Sans rien dire, elle se contenta de hocher la tête.

Il sourit devant tant de timidité. Yüna posa sur la table son carnet de croquis et le fit glisser vers le chanteur qui attendit qu'elle retire sa main pour l'ouvrir et le feuilleter.

Surpris de voir autant de talent dans ce petit bout de femme, il ne put qu'être admiratif de son travail qu'il trouvait délicat, inspirant et dont certains croquis étaient osés.

— Tu...

Il venait de tomber sur une page qui le figea. Il étudia ce premier dessin avec un intérêt certain.

— J'ai trouvé l'idée très bonne et je voulais faire quelque chose pour vous.

— Alors tu ne dormais pas, pouffa l'aîné, se rappelant de la conversation de la veille lancée par le plus jeune des garçons.

— À demi seulement, rougit la jeune femme.

— Petite effrontée.
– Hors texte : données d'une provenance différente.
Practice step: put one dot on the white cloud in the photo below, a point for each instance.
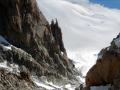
(85, 26)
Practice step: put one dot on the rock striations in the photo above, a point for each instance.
(107, 68)
(35, 47)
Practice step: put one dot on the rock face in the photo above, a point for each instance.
(107, 68)
(34, 45)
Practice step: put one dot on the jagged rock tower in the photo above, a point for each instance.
(35, 44)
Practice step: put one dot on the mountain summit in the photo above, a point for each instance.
(31, 48)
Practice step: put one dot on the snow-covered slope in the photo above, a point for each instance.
(86, 27)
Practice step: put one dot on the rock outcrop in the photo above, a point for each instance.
(107, 68)
(34, 45)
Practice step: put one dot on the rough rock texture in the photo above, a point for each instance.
(107, 68)
(35, 44)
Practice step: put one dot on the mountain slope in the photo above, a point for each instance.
(107, 68)
(86, 27)
(30, 47)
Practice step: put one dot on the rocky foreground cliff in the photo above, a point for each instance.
(31, 47)
(107, 68)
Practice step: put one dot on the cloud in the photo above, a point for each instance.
(85, 26)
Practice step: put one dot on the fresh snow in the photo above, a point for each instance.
(100, 87)
(86, 27)
(42, 82)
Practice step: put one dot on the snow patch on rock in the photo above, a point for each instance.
(13, 68)
(5, 44)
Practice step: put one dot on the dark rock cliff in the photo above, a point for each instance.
(107, 68)
(35, 44)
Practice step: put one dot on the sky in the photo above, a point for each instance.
(108, 3)
(87, 27)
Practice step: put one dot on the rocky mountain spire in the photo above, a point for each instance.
(34, 44)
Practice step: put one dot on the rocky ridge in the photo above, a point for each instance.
(31, 46)
(107, 68)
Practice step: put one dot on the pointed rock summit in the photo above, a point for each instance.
(28, 40)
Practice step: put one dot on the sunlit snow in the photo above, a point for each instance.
(86, 27)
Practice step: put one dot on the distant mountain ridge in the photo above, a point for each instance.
(35, 48)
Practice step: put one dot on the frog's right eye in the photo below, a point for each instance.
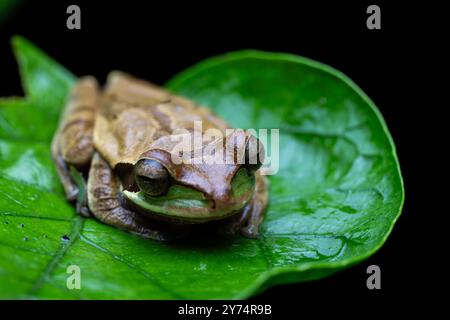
(151, 177)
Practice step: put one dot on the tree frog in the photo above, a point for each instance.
(121, 138)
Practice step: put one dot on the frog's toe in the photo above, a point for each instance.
(250, 231)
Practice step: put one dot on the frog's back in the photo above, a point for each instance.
(133, 114)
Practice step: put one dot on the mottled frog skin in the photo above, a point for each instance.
(121, 139)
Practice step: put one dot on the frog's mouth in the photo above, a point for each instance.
(184, 203)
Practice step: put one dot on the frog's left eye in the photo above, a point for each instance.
(151, 177)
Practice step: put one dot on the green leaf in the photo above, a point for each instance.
(333, 203)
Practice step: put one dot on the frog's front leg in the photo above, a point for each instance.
(72, 144)
(249, 220)
(103, 191)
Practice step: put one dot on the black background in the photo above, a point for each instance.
(158, 40)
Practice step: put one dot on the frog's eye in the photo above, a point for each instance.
(254, 154)
(151, 177)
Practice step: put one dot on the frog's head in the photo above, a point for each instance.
(197, 191)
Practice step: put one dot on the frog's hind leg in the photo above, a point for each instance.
(105, 205)
(254, 212)
(72, 144)
(249, 220)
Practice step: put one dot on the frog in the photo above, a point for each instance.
(120, 139)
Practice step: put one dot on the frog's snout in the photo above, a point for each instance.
(222, 198)
(151, 177)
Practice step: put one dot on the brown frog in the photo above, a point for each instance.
(122, 140)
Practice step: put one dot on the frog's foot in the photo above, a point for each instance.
(256, 208)
(104, 203)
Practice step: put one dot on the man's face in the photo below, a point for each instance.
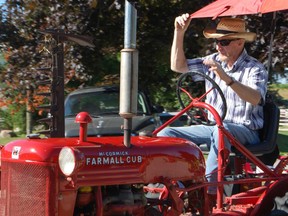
(229, 49)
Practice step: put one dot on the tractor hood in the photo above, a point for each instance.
(106, 159)
(109, 126)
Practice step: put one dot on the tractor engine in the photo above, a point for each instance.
(97, 175)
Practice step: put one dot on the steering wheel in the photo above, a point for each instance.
(188, 90)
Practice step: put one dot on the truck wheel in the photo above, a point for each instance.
(188, 90)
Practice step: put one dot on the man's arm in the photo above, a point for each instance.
(246, 93)
(178, 58)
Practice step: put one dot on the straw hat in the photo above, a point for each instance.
(230, 28)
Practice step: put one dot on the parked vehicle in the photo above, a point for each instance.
(102, 103)
(154, 176)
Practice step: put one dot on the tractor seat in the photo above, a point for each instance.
(267, 148)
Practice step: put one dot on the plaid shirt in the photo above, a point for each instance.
(246, 70)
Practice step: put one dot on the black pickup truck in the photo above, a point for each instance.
(102, 103)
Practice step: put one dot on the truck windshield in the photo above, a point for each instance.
(99, 103)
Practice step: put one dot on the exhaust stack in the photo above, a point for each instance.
(129, 72)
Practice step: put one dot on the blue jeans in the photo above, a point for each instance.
(200, 134)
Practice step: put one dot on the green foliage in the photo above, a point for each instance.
(14, 118)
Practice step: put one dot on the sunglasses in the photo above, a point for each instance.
(224, 42)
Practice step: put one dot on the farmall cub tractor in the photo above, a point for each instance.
(144, 175)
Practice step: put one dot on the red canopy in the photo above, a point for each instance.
(239, 7)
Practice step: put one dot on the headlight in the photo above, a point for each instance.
(69, 160)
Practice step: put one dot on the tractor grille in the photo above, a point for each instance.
(27, 189)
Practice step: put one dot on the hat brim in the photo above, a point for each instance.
(211, 33)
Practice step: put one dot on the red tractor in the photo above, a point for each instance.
(145, 174)
(151, 176)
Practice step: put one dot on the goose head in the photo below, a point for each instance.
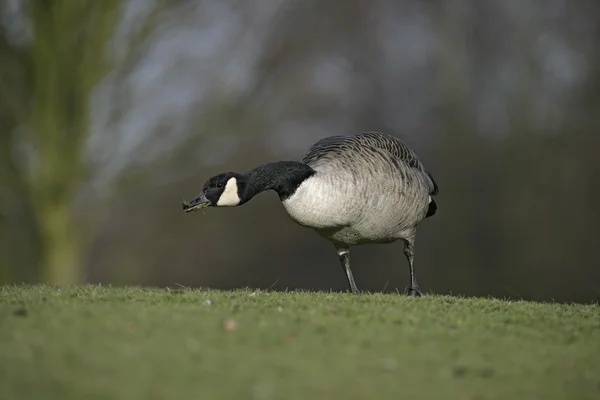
(223, 190)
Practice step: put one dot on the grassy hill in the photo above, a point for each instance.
(96, 342)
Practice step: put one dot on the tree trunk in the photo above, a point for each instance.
(62, 247)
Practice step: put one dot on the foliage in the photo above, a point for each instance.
(100, 342)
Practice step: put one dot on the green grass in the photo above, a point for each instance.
(105, 343)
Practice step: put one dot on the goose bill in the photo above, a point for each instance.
(196, 203)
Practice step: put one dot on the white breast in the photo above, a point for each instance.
(318, 203)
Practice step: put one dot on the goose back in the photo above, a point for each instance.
(368, 187)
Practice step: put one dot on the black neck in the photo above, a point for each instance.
(283, 176)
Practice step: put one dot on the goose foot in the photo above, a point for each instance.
(414, 291)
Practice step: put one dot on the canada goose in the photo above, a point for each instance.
(357, 189)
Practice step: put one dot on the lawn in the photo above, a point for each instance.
(96, 342)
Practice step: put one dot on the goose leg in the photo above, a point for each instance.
(409, 246)
(344, 255)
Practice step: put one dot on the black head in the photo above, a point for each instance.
(223, 190)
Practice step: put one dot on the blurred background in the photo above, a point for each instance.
(112, 111)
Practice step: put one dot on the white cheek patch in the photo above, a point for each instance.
(229, 197)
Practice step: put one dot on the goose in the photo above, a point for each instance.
(354, 189)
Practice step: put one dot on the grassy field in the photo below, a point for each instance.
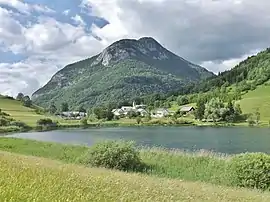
(257, 99)
(28, 115)
(206, 167)
(27, 178)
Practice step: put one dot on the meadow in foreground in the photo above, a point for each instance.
(206, 167)
(27, 178)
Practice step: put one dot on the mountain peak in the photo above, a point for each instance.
(131, 48)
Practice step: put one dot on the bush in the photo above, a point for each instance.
(45, 122)
(21, 125)
(4, 122)
(118, 155)
(251, 170)
(84, 122)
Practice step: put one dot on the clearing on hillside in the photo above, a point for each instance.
(257, 99)
(19, 112)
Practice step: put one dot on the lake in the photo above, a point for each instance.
(224, 140)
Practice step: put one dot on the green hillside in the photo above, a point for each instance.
(29, 116)
(19, 112)
(123, 71)
(257, 99)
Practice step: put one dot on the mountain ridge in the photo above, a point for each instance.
(127, 68)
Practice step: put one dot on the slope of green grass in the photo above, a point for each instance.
(26, 178)
(19, 112)
(27, 115)
(178, 165)
(257, 99)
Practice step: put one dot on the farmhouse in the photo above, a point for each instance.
(159, 113)
(124, 110)
(187, 109)
(73, 115)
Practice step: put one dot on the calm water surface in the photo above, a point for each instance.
(224, 140)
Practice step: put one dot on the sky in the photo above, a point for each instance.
(39, 37)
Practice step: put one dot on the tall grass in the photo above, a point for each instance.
(25, 178)
(205, 167)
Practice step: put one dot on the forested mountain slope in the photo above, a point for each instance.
(128, 68)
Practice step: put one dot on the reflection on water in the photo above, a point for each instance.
(224, 140)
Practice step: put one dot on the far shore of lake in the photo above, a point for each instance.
(10, 130)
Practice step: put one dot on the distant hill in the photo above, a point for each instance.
(252, 72)
(126, 69)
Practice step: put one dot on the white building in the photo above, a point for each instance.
(159, 113)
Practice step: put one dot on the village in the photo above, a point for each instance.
(124, 111)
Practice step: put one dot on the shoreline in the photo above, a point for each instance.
(123, 124)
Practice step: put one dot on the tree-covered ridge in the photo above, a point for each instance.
(124, 70)
(253, 71)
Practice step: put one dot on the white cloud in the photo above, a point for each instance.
(78, 19)
(216, 34)
(24, 7)
(66, 12)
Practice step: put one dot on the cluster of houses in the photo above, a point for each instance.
(141, 109)
(72, 115)
(125, 110)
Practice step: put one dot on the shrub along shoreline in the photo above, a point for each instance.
(246, 170)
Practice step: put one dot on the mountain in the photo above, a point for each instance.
(126, 69)
(249, 73)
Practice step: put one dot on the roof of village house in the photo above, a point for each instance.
(162, 109)
(186, 109)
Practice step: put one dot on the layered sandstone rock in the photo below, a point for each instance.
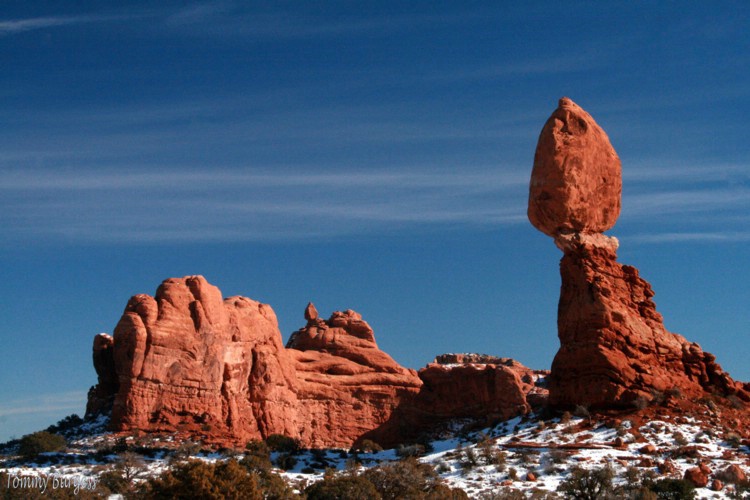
(614, 347)
(347, 387)
(102, 395)
(478, 386)
(576, 181)
(189, 360)
(613, 344)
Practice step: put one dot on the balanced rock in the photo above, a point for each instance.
(614, 348)
(576, 182)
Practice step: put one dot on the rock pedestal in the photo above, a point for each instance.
(614, 348)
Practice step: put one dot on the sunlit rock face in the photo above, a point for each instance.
(576, 182)
(191, 361)
(613, 344)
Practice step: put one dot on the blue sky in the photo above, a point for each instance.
(372, 156)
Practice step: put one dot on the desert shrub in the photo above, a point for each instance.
(33, 444)
(528, 456)
(64, 492)
(441, 491)
(120, 479)
(632, 475)
(740, 491)
(673, 489)
(558, 456)
(406, 478)
(285, 461)
(641, 402)
(674, 393)
(282, 443)
(582, 412)
(258, 448)
(442, 467)
(735, 402)
(196, 479)
(585, 484)
(114, 481)
(469, 458)
(410, 450)
(489, 453)
(680, 438)
(657, 397)
(256, 463)
(342, 488)
(368, 446)
(65, 424)
(732, 438)
(183, 452)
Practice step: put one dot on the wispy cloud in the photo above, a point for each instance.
(14, 26)
(206, 205)
(691, 237)
(44, 403)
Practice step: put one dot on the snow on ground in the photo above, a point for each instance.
(528, 454)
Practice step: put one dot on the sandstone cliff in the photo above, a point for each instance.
(614, 348)
(189, 360)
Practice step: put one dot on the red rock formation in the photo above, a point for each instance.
(188, 360)
(215, 368)
(102, 395)
(346, 387)
(576, 181)
(614, 347)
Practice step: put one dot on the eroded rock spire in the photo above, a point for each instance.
(614, 348)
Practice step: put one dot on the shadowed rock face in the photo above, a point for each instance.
(613, 344)
(189, 360)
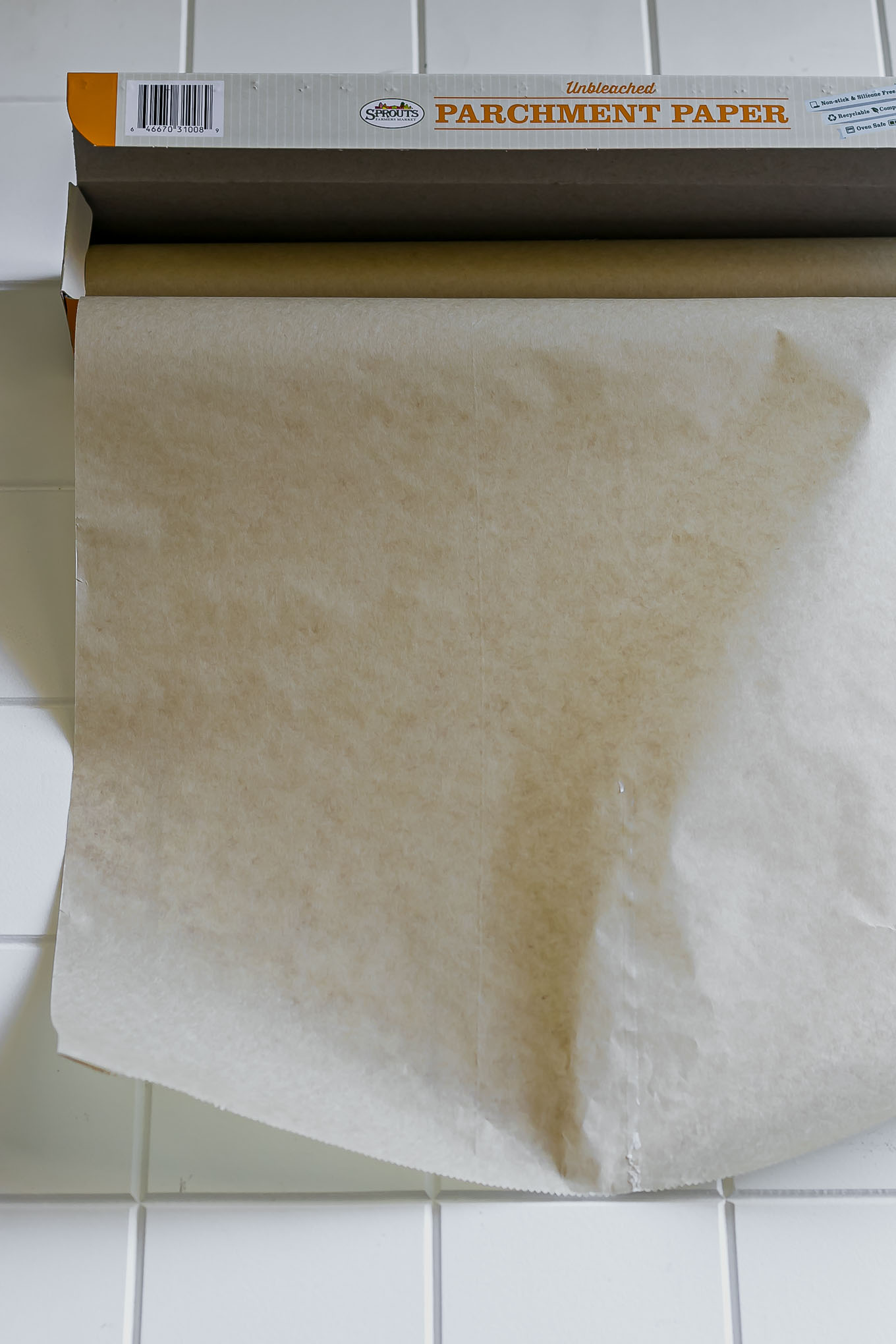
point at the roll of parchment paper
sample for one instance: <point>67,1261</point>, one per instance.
<point>486,749</point>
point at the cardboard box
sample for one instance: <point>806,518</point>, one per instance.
<point>386,156</point>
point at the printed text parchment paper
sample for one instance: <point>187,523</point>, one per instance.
<point>487,725</point>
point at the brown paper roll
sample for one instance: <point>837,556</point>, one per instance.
<point>741,267</point>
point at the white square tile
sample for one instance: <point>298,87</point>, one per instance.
<point>63,1128</point>
<point>37,593</point>
<point>766,37</point>
<point>37,164</point>
<point>42,43</point>
<point>198,1148</point>
<point>817,1270</point>
<point>867,1162</point>
<point>504,37</point>
<point>302,36</point>
<point>281,1273</point>
<point>579,1272</point>
<point>36,779</point>
<point>37,386</point>
<point>62,1273</point>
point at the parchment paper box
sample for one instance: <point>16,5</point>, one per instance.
<point>486,718</point>
<point>371,157</point>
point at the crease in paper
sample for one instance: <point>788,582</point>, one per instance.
<point>385,601</point>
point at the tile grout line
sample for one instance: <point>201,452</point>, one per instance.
<point>137,1221</point>
<point>882,37</point>
<point>418,37</point>
<point>187,32</point>
<point>433,1264</point>
<point>650,36</point>
<point>730,1275</point>
<point>37,702</point>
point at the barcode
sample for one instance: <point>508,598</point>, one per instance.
<point>175,107</point>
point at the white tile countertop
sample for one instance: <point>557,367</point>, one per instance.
<point>133,1214</point>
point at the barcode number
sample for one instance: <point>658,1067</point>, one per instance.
<point>156,108</point>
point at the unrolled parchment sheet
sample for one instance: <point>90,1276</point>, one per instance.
<point>486,740</point>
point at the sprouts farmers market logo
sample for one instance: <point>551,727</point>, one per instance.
<point>391,112</point>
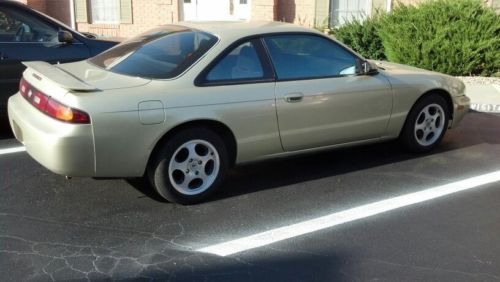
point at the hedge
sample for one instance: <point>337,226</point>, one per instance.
<point>457,37</point>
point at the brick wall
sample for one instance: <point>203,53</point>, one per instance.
<point>263,10</point>
<point>297,11</point>
<point>146,14</point>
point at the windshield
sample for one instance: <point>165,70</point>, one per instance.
<point>161,53</point>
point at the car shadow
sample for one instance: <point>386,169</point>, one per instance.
<point>477,128</point>
<point>5,130</point>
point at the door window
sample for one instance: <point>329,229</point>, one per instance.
<point>16,26</point>
<point>241,63</point>
<point>309,56</point>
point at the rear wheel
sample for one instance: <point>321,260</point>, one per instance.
<point>426,124</point>
<point>190,166</point>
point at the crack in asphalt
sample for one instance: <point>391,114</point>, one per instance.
<point>433,269</point>
<point>140,255</point>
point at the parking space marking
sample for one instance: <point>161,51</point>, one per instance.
<point>12,150</point>
<point>337,218</point>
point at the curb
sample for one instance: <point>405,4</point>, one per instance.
<point>485,108</point>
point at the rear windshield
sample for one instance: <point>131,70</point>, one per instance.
<point>161,53</point>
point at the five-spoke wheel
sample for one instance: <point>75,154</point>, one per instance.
<point>189,166</point>
<point>426,124</point>
<point>194,167</point>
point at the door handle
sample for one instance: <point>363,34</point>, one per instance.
<point>294,97</point>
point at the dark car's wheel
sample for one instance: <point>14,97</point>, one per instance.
<point>426,124</point>
<point>190,166</point>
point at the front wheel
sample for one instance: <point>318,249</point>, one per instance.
<point>426,124</point>
<point>189,167</point>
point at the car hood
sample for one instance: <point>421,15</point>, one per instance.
<point>399,68</point>
<point>100,78</point>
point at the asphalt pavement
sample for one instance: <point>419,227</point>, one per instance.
<point>118,229</point>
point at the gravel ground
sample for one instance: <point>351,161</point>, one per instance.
<point>479,79</point>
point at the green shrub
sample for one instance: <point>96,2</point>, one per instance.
<point>458,37</point>
<point>362,37</point>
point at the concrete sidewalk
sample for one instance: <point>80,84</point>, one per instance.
<point>484,97</point>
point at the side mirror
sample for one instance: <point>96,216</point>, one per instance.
<point>65,36</point>
<point>366,68</point>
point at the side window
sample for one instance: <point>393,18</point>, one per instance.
<point>17,26</point>
<point>8,27</point>
<point>240,64</point>
<point>309,56</point>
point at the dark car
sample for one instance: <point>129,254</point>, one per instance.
<point>28,35</point>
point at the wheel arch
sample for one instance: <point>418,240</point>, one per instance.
<point>218,127</point>
<point>436,91</point>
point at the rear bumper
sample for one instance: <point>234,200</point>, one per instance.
<point>461,106</point>
<point>63,148</point>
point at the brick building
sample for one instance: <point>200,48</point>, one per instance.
<point>126,18</point>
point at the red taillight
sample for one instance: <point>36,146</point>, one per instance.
<point>50,106</point>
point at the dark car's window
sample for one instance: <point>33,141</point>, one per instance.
<point>160,53</point>
<point>239,64</point>
<point>308,56</point>
<point>16,26</point>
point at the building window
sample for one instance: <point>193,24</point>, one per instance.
<point>343,11</point>
<point>105,11</point>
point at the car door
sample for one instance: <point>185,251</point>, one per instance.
<point>240,83</point>
<point>24,36</point>
<point>320,99</point>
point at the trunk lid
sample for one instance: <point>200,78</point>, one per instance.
<point>79,77</point>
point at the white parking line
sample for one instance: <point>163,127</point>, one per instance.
<point>12,150</point>
<point>305,227</point>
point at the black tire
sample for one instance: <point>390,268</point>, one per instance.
<point>412,137</point>
<point>165,179</point>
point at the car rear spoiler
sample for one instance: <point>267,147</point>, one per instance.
<point>58,76</point>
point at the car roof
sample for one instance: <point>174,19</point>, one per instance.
<point>245,28</point>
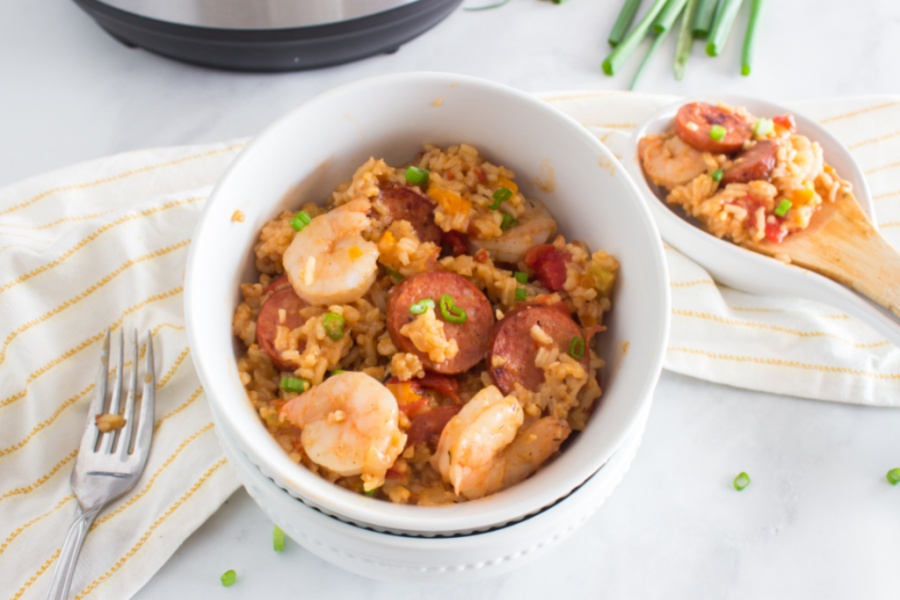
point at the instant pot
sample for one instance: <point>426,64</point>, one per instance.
<point>267,35</point>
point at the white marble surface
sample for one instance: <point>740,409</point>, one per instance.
<point>818,520</point>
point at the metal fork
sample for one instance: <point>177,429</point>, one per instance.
<point>108,464</point>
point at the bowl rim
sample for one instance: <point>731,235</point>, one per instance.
<point>417,518</point>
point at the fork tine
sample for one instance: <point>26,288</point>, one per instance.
<point>89,441</point>
<point>127,431</point>
<point>148,403</point>
<point>106,443</point>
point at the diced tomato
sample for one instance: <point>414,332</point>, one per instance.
<point>409,397</point>
<point>455,243</point>
<point>428,426</point>
<point>394,474</point>
<point>775,232</point>
<point>442,384</point>
<point>785,122</point>
<point>549,265</point>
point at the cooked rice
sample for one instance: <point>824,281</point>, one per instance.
<point>738,211</point>
<point>461,184</point>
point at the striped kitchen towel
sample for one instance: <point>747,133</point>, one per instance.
<point>103,244</point>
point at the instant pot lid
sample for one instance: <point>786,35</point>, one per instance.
<point>255,14</point>
<point>267,35</point>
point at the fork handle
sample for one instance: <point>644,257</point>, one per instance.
<point>65,568</point>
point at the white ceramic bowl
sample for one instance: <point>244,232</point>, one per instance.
<point>458,559</point>
<point>305,154</point>
<point>744,269</point>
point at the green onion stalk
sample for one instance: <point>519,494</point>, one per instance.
<point>703,18</point>
<point>750,37</point>
<point>620,54</point>
<point>685,38</point>
<point>718,35</point>
<point>665,26</point>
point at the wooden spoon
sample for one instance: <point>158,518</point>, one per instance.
<point>842,244</point>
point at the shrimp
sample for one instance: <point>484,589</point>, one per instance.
<point>668,161</point>
<point>485,449</point>
<point>534,228</point>
<point>350,425</point>
<point>328,261</point>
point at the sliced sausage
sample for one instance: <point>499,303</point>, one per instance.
<point>428,426</point>
<point>471,336</point>
<point>511,341</point>
<point>753,164</point>
<point>694,120</point>
<point>406,204</point>
<point>269,319</point>
<point>549,265</point>
<point>454,243</point>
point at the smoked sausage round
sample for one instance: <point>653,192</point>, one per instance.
<point>753,164</point>
<point>286,299</point>
<point>694,121</point>
<point>511,341</point>
<point>406,204</point>
<point>471,336</point>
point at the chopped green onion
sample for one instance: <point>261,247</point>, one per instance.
<point>334,325</point>
<point>666,18</point>
<point>416,175</point>
<point>749,37</point>
<point>508,222</point>
<point>485,7</point>
<point>576,347</point>
<point>717,132</point>
<point>725,15</point>
<point>294,384</point>
<point>893,476</point>
<point>706,10</point>
<point>300,220</point>
<point>421,307</point>
<point>685,39</point>
<point>657,42</point>
<point>763,127</point>
<point>623,21</point>
<point>782,208</point>
<point>617,57</point>
<point>395,274</point>
<point>451,312</point>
Oh, je crois me rappeler que tu es plus âgée que moi ! s'exclama ce dernier.

— Petite effrontée me va bien, ne t'en fais pas, pouffa-t-elle, étrangement à l'aise.

Et pour la première fois depuis quelques jours, il l'entendit rire. Et quel rire ! Il était si beau et communicatif que lui-même se prit à la suivre dans cette douce hilarité.

Après ce petit moment de légèreté, il feuilleta le reste du carnet où avaient été dessinés un croquis pour chacun. Impressionné par le talent de la jeune femme, il ne pouvait que saluer son esprit créatif.

— Si je comprends bien, tu veux réellement combiner nos savoirs pour créer ces tenues ?

— Oui... Tu accepterais ?

— Bien sûr que j'accepte ! explosa-t-il soudainement, comme si elle venait de l'insulter. Mais pour ce que tu me demandes, je vais devoir faire des courses...

Il se mit à réfléchir jusqu'à ce que le regard brillant de la jeune femme ne l'interpelle.

— Tu veux m'accompagner ?

— Tu crois que je peux ?

— Il faudrait d'abord demander à Shi Ji, dit-il, les bras croisés contre lui, l'air pensif. Je sais qu'il a très peur pour toi s'il n'est pas dans les parages.

— Tu as raison... Mais je n'ai pas peur avec vous. Même si ce n'est étrangement pas pareil qu'avec lui. Si je suis avec toi, ça devrait être possible, non ? expliqua-t-elle.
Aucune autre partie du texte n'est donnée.